O presidente do Sindicato das Empresas de Transporte Coletivo Urbano de Passageiros de São Paulo (SPUrbanuss), Francisco Christovam, considera o subsídio repassado importante, porém insuficiente. “Nem sempre o valor cobre todos os custos das gratuidades, e isso impacta nos demais gastos das empresas, diretos e indiretos. As operadoras precisam ser muito eficientes pelo menor preço possível. Nas cidades onde as gratuidades são bancadas pelas empresas, então, há uma completa distorção do processo. É um erro e precisa parar”, defende.
Resolvendo os impasses
Diante do problema, torna-se fundamental uma discussão consciente e lúcida sobre as possíveis soluções para corrigir as distorções existentes, tanto na concessão das gratuidades quanto na ausência de fontes adequadas de custeio, que não onerem tanto a população usuária. Sobre os critérios para a criação dos benefícios, é unânime a conclusão de que é preciso se guiar pelo fator necessidade. É beneficiar idosos e estudantes que realmente não tenham condições de arcar com os custos do transporte. Uma das opções é a definição de uma renda familiar máxima.

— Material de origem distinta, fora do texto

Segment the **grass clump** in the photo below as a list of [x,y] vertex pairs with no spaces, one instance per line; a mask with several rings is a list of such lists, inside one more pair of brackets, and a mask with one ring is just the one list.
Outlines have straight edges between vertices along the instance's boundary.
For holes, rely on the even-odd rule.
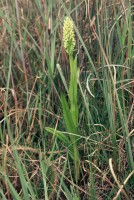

Para o diretor Nacional MDT e diretor do Rua Viva, a questão financeira deve ser levada em consideração em todos os casos. “Mesmo para as gratuidades federais, precisa discutir isso. Em um país com tanta desigualdade em termos de renda, não é justo o usuário subsidiar o filho da pessoa que é rica, o idoso que é rico. Tenho mais de 65 anos e não acho justo que eu não pague a tarifa, pois tenho condições de pagá-la”, pondera Nazareno Stanislau Affonso.

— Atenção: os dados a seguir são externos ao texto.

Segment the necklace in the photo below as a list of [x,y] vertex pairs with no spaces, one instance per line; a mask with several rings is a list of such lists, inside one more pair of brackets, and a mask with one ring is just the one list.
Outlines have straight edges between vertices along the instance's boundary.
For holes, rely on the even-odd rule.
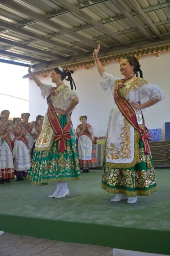
[[130,77],[129,77],[129,78],[128,78],[127,79],[124,79],[124,80],[125,80],[125,81],[127,81],[127,80],[129,80],[129,79],[130,79],[130,78],[131,78],[131,77],[133,77],[133,76],[134,76],[133,75],[133,76],[131,76]]
[[58,84],[58,85],[57,86],[57,87],[56,87],[56,88],[57,88],[57,88],[60,85],[60,84],[61,84],[61,83],[64,83],[62,82],[62,83],[59,83],[59,84]]
[[124,83],[126,81],[127,81],[128,80],[129,80],[130,78],[131,78],[133,76],[134,76],[134,75],[130,77],[129,77],[129,78],[127,79],[124,79],[122,81],[122,80],[120,80],[120,81],[118,83],[117,86],[119,88],[122,88],[124,86]]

E, uma vez que as gratuidades são idealizadas, é essencial definir e prever, ainda nos projetos de lei, a origem dos recursos que garantirão os benefícios. A inserção desses valores no orçamento público, conforme o perfil dos beneficiários, é a sugestão mais defendida. “Se o estudante de baixa renda não deve pagar a passagem, o que o transporte tem a ver com isso? A fonte para custear as viagens dele deveria vir da área de educação. Educar não é só ministrar aulas, é preciso assegurar que o estudante chegue às escolas, como já ocorre em programas que contemplam áreas rurais. O idoso se encaixa no âmbito assistência social, assim como os atletas estão ligados a esporte e lazer. Todas as tentativas de gratuidades que assistimos por aí, algumas delas bem absurdas, não são do transporte. Quem tem que bancar a gratuidade é o setor que responde por aquela parcela da população, para que o transporte possa fazer o que é, de fato, sua competência: transportar as pessoas de um lugar a outro”, sentencia o presidente do SPUrbanuss, Francisco Christovam.

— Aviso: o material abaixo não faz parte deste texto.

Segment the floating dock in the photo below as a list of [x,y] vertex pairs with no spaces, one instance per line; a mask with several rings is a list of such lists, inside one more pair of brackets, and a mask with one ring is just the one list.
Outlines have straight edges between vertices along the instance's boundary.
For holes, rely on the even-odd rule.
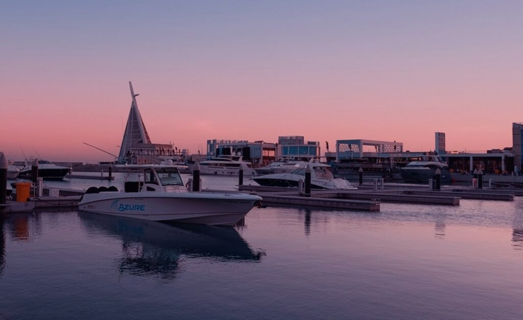
[[112,181],[115,177],[111,176],[87,175],[86,174],[67,174],[65,178],[71,179],[88,179],[90,180],[107,180]]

O diretor administrativo e institucional da NTU, Marcos Bicalho, reforça: “Temos de continuar insistindo para que esses valores estejam no orçamento público. E não podemos permitir que o legislador dê a gratuidade sem definir de onde vai sair o dinheiro. Sabe aquela máxima de que não existe almoço grátis? Sempre haverá alguém pagando a conta e, nesse caso, está caindo nas costas da população mais carente, formada justamente pelos usuários do transporte público. O transporte coletivo, como serviço público essencial, não pode financiar outras políticas públicas das áreas de educação, assistência social e saúde, que têm orçamentos próprios.